Em vez de redesenhar essas fronteiras aos poucos, à medida que se realocasse as populações, Louis Mountbatten, o último vice-rei da Índia (e o tio do príncipe Philip que aparece bastante em "The Crown"), decidiu liberar o subcontinente de uma vez. O portão da encrenca se escancarou.
No início, hindus se voltaram contra muçulmanos, acusando-os de terem dividido o país. Depois, houve retaliação, e os ciclos de vingança se esparramaram.
As ondas de violência não poupavam nem colunas de refugiados. Paravam trens que transportavam pessoas deslocadas e os transformavam em trens fantasmas, carregando nada mais que cadáveres.
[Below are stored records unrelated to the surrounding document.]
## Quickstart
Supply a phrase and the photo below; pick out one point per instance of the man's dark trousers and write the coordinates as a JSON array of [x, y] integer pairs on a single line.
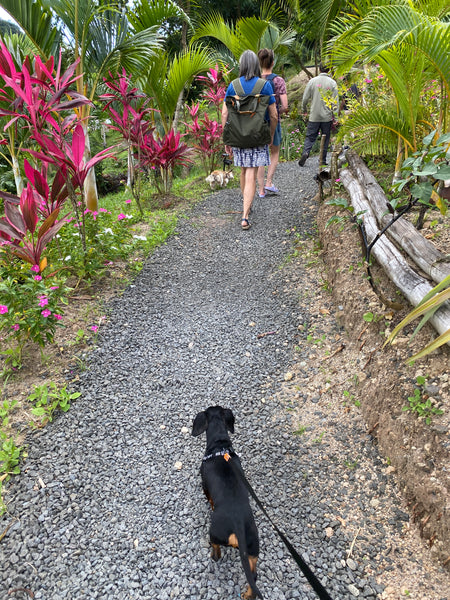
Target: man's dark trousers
[[312, 131]]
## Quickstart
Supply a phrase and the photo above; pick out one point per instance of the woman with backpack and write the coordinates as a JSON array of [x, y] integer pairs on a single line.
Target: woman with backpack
[[248, 158], [266, 60]]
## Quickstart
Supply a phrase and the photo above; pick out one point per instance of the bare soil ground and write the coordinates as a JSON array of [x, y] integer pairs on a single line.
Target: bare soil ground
[[355, 374], [417, 453]]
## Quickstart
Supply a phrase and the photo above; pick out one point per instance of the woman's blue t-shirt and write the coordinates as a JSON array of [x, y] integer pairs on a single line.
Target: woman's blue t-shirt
[[248, 85]]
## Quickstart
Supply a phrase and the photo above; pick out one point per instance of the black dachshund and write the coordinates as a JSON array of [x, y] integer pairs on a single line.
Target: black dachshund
[[232, 522]]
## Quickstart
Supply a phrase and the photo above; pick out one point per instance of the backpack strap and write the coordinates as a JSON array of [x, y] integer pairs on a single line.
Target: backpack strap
[[257, 88], [238, 89]]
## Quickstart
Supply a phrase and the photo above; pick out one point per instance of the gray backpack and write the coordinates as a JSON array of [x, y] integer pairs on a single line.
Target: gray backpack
[[246, 125]]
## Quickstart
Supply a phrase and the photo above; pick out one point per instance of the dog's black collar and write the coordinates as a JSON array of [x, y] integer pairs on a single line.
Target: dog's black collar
[[224, 452]]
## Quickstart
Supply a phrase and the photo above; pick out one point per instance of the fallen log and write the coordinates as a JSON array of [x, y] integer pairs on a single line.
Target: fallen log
[[425, 255], [413, 286]]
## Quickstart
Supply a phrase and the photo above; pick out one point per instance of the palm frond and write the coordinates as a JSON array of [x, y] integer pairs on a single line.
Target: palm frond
[[165, 80], [37, 22], [148, 13], [375, 130]]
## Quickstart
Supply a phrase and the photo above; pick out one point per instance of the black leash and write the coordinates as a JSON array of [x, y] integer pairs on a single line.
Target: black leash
[[313, 580]]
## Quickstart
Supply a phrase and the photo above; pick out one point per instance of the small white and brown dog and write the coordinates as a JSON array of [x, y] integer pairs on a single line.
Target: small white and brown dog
[[218, 179]]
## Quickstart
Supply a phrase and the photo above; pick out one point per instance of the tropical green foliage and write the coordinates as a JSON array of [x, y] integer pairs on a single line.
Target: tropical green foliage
[[250, 33], [427, 307], [408, 45]]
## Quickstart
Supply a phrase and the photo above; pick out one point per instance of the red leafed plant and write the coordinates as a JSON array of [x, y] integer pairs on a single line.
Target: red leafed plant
[[131, 122], [207, 138], [162, 154], [43, 100], [145, 149], [19, 227]]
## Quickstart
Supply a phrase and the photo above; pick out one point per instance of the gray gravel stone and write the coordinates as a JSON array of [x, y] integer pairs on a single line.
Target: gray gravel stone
[[115, 519]]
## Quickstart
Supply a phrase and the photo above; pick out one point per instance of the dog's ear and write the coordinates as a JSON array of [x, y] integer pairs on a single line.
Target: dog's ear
[[200, 424], [229, 419]]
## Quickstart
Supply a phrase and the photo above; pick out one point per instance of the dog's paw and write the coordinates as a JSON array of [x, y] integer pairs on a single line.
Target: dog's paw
[[216, 553]]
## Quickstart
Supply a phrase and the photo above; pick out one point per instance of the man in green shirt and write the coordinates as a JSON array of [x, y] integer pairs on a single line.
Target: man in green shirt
[[322, 93]]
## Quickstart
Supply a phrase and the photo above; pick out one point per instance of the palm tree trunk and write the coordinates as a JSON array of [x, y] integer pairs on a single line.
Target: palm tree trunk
[[90, 183], [176, 117], [17, 175]]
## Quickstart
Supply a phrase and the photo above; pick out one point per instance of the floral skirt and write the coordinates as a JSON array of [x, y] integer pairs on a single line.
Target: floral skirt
[[251, 157]]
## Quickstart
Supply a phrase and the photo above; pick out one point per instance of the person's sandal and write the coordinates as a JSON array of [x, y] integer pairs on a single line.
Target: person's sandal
[[272, 189]]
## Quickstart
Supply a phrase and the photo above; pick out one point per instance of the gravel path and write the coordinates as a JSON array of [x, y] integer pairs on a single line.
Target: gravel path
[[109, 503]]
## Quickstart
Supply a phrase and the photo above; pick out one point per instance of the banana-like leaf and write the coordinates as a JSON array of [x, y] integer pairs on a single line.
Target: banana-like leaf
[[421, 309], [444, 338]]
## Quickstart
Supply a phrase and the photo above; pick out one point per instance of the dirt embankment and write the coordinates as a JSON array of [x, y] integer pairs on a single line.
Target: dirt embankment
[[418, 453]]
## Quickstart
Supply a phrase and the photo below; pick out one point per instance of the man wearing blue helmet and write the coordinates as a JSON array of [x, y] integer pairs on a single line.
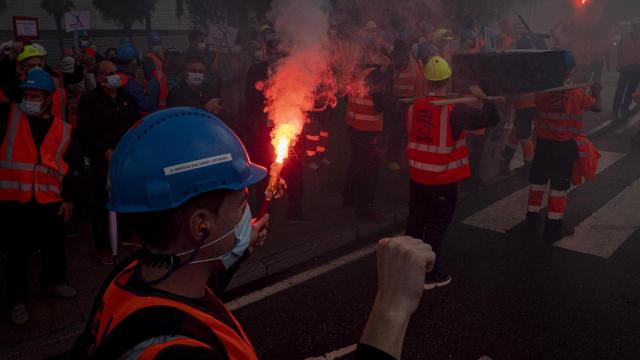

Gandhi fez greve de fome para protestar, o que surtiu efeito, pelo menos em Bengala. Mas ele acabou assassinado por um radical hindu em 1948.
Cerca de 14 milhões de pessoas fugiram de suas casas: 7,3 milhões de hindus e sikhs deixaram o Paquistão e 7,2 milhões deixaram a Índia. Os expurgos de 1947 mataram 500 mil pessoas.
Além disso, a divisão criou uma das fronteiras mais voláteis do mundo, que reverberaria pelas décadas seguintes. Índia e Paquistão se estranharam diversas vezes pelo controle da Caxemira, numa rixa que nos anos 1950 ganhou as onipresentes cores da Guerra Fria, com o Paquistão aliado à União Soviética e a Índia, aos Estados Unidos.
Em 1971, nova ruptura. Apoiados pela Índia, os separatistas do Paquistão Oriental declararam independência e mudaram o nome do país para Bangladesh.
Lahore, capital da província paquistanesa do Punjab, é hoje a segunda maior cidade do Paquistão. Centro cultural milenar, com uma mancha urbana de 14 milhões de habitantes, essa megalópole ainda reflete as tensões entre os vizinhos. No ano passado, o Punjab foi o recordista no país de casos de intolerância religiosa.
São dois países que têm bombas atômicas. Infelizmente, nem tudo dá para resolver como uma simples disputa de bairro por um ponto comercial.